An unexpectedly revealing find in Mongolia solves a longstanding riddle.

Image source: Noiel / Shutterstock
  • Normal geological evidence isn't precise enough to confirm paleontologists' suspicions.
  • The new fossils find is covered by a fine veneer of red sand deposited in a single season.
  • Scientists can infer whose eggs they were.

Paleontologists suspected that some dinosaurs nested in colonies, but it was impossible to know for sure. Yes, they'd often found what appeared to be groups of fossilized eggs. But did these egg "clutches" date from the same time, or had they gradually accumulated in a popular nesting area?

An unusual layer of sediment recently found in the Gobi desert appears to finally answer this question: At least one group of dinosaurs definitely nested and protected their clutches as a colony. A report of the find was published Jul 15 in Geology.

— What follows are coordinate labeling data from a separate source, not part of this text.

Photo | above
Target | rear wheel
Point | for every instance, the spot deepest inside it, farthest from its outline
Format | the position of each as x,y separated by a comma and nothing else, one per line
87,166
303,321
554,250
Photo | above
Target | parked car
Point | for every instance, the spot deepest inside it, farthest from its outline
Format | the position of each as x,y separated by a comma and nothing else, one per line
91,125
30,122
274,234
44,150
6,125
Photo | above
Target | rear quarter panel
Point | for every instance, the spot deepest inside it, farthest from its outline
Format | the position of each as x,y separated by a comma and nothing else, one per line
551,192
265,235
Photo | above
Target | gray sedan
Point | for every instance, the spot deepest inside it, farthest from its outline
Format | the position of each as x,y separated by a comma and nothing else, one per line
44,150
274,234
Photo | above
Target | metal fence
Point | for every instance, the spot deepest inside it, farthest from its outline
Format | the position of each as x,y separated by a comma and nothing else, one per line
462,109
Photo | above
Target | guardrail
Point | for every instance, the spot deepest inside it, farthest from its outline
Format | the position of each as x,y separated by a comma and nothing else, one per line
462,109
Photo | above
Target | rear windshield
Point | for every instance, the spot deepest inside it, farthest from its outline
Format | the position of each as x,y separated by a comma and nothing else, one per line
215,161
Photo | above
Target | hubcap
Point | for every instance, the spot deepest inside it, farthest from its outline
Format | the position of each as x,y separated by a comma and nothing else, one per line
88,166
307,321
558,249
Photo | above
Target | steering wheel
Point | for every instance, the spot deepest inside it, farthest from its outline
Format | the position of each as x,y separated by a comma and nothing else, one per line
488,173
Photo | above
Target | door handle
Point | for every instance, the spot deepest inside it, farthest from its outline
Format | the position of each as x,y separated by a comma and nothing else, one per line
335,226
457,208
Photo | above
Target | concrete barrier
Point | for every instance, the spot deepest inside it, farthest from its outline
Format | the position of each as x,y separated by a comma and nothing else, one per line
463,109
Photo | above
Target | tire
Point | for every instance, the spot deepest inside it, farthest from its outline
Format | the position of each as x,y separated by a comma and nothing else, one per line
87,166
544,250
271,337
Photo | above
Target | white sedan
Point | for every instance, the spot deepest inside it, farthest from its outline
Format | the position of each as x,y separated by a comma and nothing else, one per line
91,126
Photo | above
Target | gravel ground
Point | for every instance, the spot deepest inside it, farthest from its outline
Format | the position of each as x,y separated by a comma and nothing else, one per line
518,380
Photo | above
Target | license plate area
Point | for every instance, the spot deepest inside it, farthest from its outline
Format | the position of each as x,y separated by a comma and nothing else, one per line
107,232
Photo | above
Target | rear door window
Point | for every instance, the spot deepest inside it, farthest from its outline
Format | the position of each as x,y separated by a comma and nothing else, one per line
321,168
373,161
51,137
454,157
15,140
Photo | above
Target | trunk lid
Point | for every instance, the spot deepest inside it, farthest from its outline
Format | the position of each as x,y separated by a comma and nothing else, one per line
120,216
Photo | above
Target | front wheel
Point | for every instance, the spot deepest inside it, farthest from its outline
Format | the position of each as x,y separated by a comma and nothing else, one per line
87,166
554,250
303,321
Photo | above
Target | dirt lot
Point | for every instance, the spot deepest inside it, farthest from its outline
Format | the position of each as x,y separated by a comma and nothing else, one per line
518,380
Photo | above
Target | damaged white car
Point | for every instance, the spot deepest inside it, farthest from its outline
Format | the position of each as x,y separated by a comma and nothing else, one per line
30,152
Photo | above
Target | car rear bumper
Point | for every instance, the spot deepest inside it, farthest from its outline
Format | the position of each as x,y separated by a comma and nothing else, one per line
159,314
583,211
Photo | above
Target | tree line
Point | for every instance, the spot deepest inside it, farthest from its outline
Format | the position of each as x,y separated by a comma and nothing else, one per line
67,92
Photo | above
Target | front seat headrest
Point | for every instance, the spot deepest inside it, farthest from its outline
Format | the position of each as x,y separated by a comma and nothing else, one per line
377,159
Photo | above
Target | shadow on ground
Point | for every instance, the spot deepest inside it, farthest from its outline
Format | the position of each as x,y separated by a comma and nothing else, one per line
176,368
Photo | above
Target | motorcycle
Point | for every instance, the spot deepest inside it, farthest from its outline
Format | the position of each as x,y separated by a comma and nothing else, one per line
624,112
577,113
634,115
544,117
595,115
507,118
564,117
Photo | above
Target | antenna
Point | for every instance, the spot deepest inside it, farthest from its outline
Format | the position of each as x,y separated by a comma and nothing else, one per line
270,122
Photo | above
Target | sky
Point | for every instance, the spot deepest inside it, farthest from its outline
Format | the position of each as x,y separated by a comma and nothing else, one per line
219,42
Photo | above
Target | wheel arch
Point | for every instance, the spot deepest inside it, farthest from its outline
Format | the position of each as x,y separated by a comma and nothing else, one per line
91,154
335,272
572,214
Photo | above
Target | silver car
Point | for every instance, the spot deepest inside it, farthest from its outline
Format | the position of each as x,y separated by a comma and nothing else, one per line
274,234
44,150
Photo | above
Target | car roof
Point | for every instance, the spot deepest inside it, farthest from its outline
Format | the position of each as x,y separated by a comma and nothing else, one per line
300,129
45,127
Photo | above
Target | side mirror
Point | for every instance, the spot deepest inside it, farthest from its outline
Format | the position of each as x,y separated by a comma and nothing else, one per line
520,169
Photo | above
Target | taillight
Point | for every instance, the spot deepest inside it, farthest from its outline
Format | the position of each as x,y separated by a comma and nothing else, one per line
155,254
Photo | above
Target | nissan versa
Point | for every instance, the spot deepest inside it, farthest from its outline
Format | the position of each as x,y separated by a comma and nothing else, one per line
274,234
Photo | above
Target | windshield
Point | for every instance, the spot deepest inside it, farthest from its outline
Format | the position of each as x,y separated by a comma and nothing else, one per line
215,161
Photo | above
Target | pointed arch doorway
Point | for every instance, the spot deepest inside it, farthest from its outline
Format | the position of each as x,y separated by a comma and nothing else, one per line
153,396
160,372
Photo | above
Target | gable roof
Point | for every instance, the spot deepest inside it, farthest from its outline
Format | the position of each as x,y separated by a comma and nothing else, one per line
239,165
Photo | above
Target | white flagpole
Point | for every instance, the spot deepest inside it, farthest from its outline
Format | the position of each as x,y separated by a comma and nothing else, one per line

Why paleontologist have been wondering

Crocodiles lay eggs together in nests that they guard and protect as a colony. There are also a variety of modern birds that do this: seabirds such as auks and albatrosses, wetland birds like herons, and even some blackbirds and swallows. As descendants of dinosaurs, experts have wondered how far back this goes. Since the first dinosaur eggs were unearthed in France in 1859, paleontologists have been finding them in hundreds of locations around the world, and in 1978, the first evidence of a nesting colony was discovered in western Montana. Such clutches contain anywhere from 3 to 30 eggs.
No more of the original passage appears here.